Cell size and the timing of cell division as a function of the age of a cell's pole. Information from eight independent lineage trees for M. extorquens (left; based on eight independent microcolonies with a total of 1,619 cell divisions) and three independent lineage trees for E. coli (right; based on three independent microcolonies with a total of 842 cell divisions) was separated according to the pole age of each cell. Each line depicts information for cells with poles of a particular age. The left end of each line depicts the moment when cells of a particular pole age are formed by division. The y-position of this end is the cell size after division, and the x-position is the time since division, which is zero. The right end depicts the moment just before a cell divides again. The y-position is the size prior to division, and the x-position is the time since the last division (i.e., the interdivision interval).

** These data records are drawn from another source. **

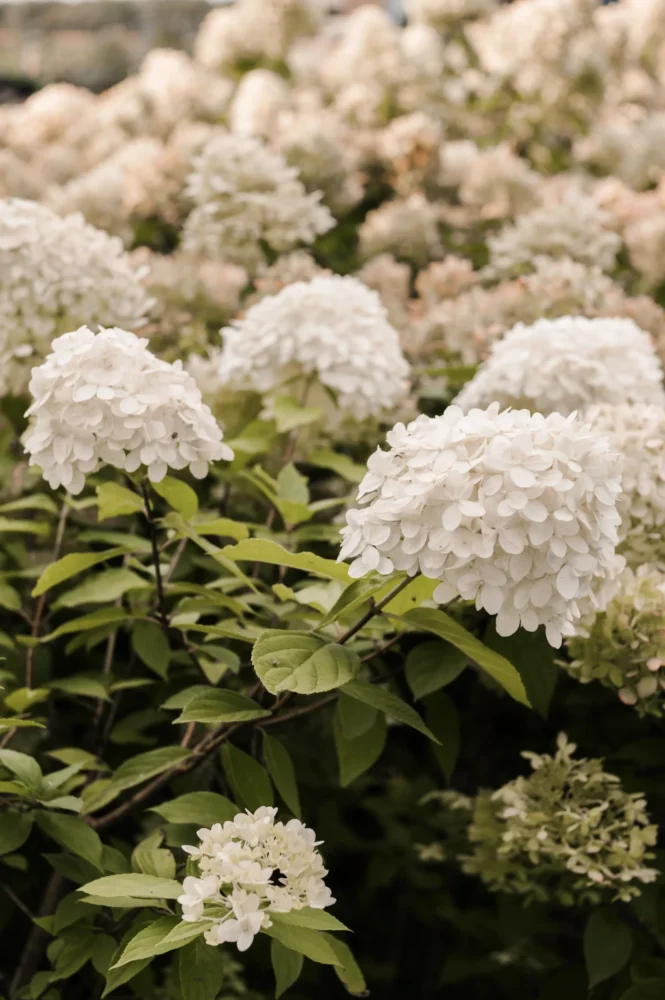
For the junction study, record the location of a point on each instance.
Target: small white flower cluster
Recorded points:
(245, 193)
(638, 432)
(105, 399)
(515, 510)
(249, 868)
(332, 331)
(567, 364)
(572, 226)
(55, 274)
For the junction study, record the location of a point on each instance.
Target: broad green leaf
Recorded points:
(535, 660)
(116, 501)
(164, 935)
(341, 464)
(86, 687)
(151, 646)
(147, 765)
(608, 944)
(24, 767)
(432, 665)
(74, 834)
(201, 970)
(357, 755)
(287, 966)
(281, 770)
(263, 550)
(103, 588)
(497, 666)
(135, 884)
(178, 495)
(312, 944)
(248, 779)
(202, 808)
(86, 623)
(216, 705)
(348, 971)
(15, 829)
(443, 719)
(299, 662)
(316, 920)
(72, 564)
(388, 703)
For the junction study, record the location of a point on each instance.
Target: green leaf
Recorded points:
(316, 920)
(608, 944)
(263, 550)
(152, 647)
(299, 662)
(312, 944)
(164, 935)
(116, 501)
(281, 770)
(341, 464)
(147, 765)
(24, 767)
(202, 808)
(15, 829)
(248, 779)
(357, 755)
(201, 970)
(388, 703)
(72, 564)
(74, 834)
(497, 666)
(432, 665)
(135, 884)
(287, 966)
(443, 719)
(178, 495)
(349, 972)
(221, 706)
(105, 587)
(535, 660)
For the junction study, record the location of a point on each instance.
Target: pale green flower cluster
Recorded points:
(566, 832)
(623, 647)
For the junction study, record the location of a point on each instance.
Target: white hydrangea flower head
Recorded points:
(332, 332)
(104, 399)
(637, 431)
(406, 228)
(623, 646)
(243, 193)
(56, 273)
(250, 867)
(573, 226)
(514, 510)
(568, 364)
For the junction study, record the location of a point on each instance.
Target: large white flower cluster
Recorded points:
(245, 193)
(514, 510)
(105, 399)
(638, 432)
(249, 868)
(55, 274)
(572, 226)
(567, 364)
(331, 332)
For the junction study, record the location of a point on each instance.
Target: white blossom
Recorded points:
(105, 399)
(568, 364)
(244, 193)
(56, 273)
(333, 330)
(252, 866)
(516, 511)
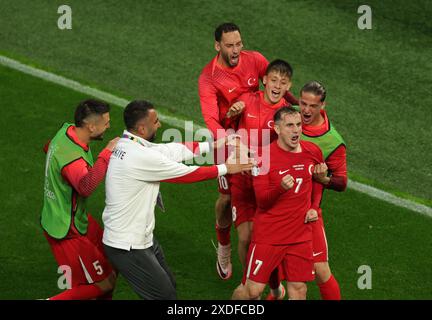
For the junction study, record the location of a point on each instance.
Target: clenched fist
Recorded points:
(112, 144)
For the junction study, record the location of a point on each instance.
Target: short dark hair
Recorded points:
(280, 66)
(315, 88)
(135, 111)
(283, 111)
(224, 28)
(88, 108)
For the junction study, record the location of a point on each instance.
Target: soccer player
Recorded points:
(70, 177)
(255, 129)
(136, 168)
(288, 202)
(230, 73)
(318, 129)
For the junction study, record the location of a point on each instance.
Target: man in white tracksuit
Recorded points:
(136, 168)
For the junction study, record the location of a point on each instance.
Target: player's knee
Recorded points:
(224, 200)
(297, 291)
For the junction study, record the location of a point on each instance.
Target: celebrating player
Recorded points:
(288, 200)
(70, 177)
(230, 73)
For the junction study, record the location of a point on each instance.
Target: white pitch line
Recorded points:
(173, 121)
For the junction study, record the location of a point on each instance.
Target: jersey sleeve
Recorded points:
(337, 165)
(209, 105)
(85, 179)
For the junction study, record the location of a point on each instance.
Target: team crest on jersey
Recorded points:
(252, 81)
(270, 124)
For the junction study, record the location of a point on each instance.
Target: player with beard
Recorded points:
(256, 131)
(70, 177)
(318, 129)
(232, 72)
(287, 206)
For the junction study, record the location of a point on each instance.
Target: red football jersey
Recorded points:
(220, 86)
(258, 115)
(279, 219)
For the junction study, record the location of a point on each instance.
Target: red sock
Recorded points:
(223, 235)
(81, 292)
(274, 281)
(330, 290)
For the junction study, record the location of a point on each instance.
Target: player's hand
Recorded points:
(287, 182)
(112, 144)
(311, 215)
(235, 109)
(320, 173)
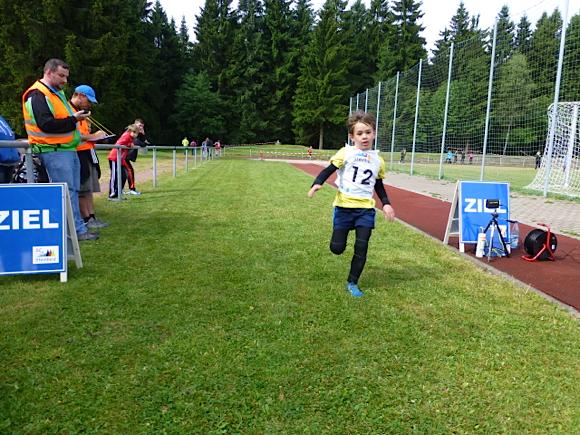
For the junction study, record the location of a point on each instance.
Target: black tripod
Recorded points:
(494, 225)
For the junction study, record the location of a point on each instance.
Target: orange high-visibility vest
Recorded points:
(60, 108)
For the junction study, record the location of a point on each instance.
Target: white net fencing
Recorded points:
(559, 170)
(476, 109)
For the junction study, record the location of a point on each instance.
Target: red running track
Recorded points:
(560, 279)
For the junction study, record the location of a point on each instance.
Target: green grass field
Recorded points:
(213, 305)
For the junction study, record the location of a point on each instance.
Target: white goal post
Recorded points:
(562, 168)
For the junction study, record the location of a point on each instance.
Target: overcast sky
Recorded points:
(437, 13)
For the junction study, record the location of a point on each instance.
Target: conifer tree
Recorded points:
(198, 108)
(408, 45)
(319, 105)
(248, 76)
(282, 64)
(544, 48)
(357, 29)
(523, 35)
(504, 44)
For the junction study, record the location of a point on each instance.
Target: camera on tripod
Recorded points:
(494, 204)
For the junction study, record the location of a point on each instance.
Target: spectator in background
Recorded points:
(449, 158)
(132, 155)
(83, 98)
(51, 126)
(127, 139)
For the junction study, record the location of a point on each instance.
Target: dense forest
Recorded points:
(267, 70)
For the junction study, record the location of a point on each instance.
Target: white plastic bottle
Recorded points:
(480, 248)
(515, 235)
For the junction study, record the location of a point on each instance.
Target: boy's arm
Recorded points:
(388, 211)
(321, 178)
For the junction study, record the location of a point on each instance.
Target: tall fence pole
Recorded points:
(394, 121)
(174, 158)
(349, 114)
(571, 142)
(377, 117)
(488, 110)
(416, 115)
(29, 164)
(446, 110)
(556, 97)
(154, 166)
(367, 100)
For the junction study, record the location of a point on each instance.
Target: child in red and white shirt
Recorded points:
(126, 139)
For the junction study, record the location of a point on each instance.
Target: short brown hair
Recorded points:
(360, 116)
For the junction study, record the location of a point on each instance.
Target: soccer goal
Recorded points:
(561, 169)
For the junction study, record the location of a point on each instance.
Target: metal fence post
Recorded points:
(174, 154)
(119, 175)
(416, 116)
(29, 164)
(556, 97)
(367, 100)
(488, 110)
(394, 120)
(446, 111)
(377, 117)
(154, 166)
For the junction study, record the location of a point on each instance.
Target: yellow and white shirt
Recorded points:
(358, 171)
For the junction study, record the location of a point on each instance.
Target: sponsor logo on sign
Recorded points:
(45, 254)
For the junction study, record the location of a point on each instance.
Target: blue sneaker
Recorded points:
(354, 290)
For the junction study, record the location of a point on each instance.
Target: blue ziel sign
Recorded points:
(473, 214)
(32, 228)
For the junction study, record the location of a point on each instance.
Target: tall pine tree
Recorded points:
(319, 105)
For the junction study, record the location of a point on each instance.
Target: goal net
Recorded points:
(561, 169)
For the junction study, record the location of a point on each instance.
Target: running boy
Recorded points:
(360, 172)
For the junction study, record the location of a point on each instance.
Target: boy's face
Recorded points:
(363, 136)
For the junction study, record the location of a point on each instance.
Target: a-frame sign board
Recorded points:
(469, 215)
(37, 229)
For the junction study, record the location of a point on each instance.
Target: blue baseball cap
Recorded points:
(88, 91)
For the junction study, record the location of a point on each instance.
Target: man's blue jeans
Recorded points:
(64, 167)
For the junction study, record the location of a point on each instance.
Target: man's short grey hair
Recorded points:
(53, 64)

The numbered arrows mark the following events: arrow 1, birth of a cell with a cell pole of age 1; arrow 2, division of a cell with a cell pole of age 1; arrow 3, formation of a cell with a cell pole of age 2. Error bars are standard errors (SE) of the mean, with lineage trees as units of replication. In M. extorquens, an individual's pole age affects its cell size and the interval between divisions. In E. coli, no such effects are discernible.

Fig. 3.

Detailed analysis of the sizes after and before division and the interdivisional intervals for M. extorquens. To account for possible (pole-age-unrelated) changes of cell size and interdivison intervals during the growth of a microcolony, we calculated for each cell how much these traits differ from all other cells that were present at the same stage of microcolony growth. These differences are “residuals,” and the corrected traits are “residual cell size after division,” “residual cell size before next division,” and “residual time to division.” The patterns that we observed in Fig. 2 are robust: cell size after division (A) and just before the next division (B) increases with increasing age of a cell's pole, and the interdivision interval decreases (C). These patterns are statistically significant: the letters above each column label homogeneous subsets, based on a Duncan post hoc test, with lineage trees as units of replication. Columns with different letters are statistically significantly different. Panels D to F focus on cells with a new cell pole (of age 1), and ask whether the cell pole ages of these cell's mothers have an effect on their properties. Cells that are produced by mothers with young poles are born smaller (D), and they take longer until they divide again (F); there are no consistent effects on their size prior to the next division (E).

Fig. 4.

Stable age distribution in M. extorquens populations, as predicted by a theoretical model. A population of 10,000 individuals of M. extorquens was simulated in an individual-based model. Within a time span corresponding to about 50 h, the fraction of individuals in different age classes reaches equilibrium. (A) Stable distribution of individuals in different classes, where each class is characterized by the pole age of cells (first horizontal axis) and by the pole age of the mothers of these cells, at the moment the cells were produced (second horizontal axis). Most individuals have a pole age of 1 and a mother of pole age 1. (B) Distribution of cell size after division in a population in stable age equilibrium. According to the results of the theoretical model, the fraction of cells in different size classes remains constant once a population reaches the age equilibrium.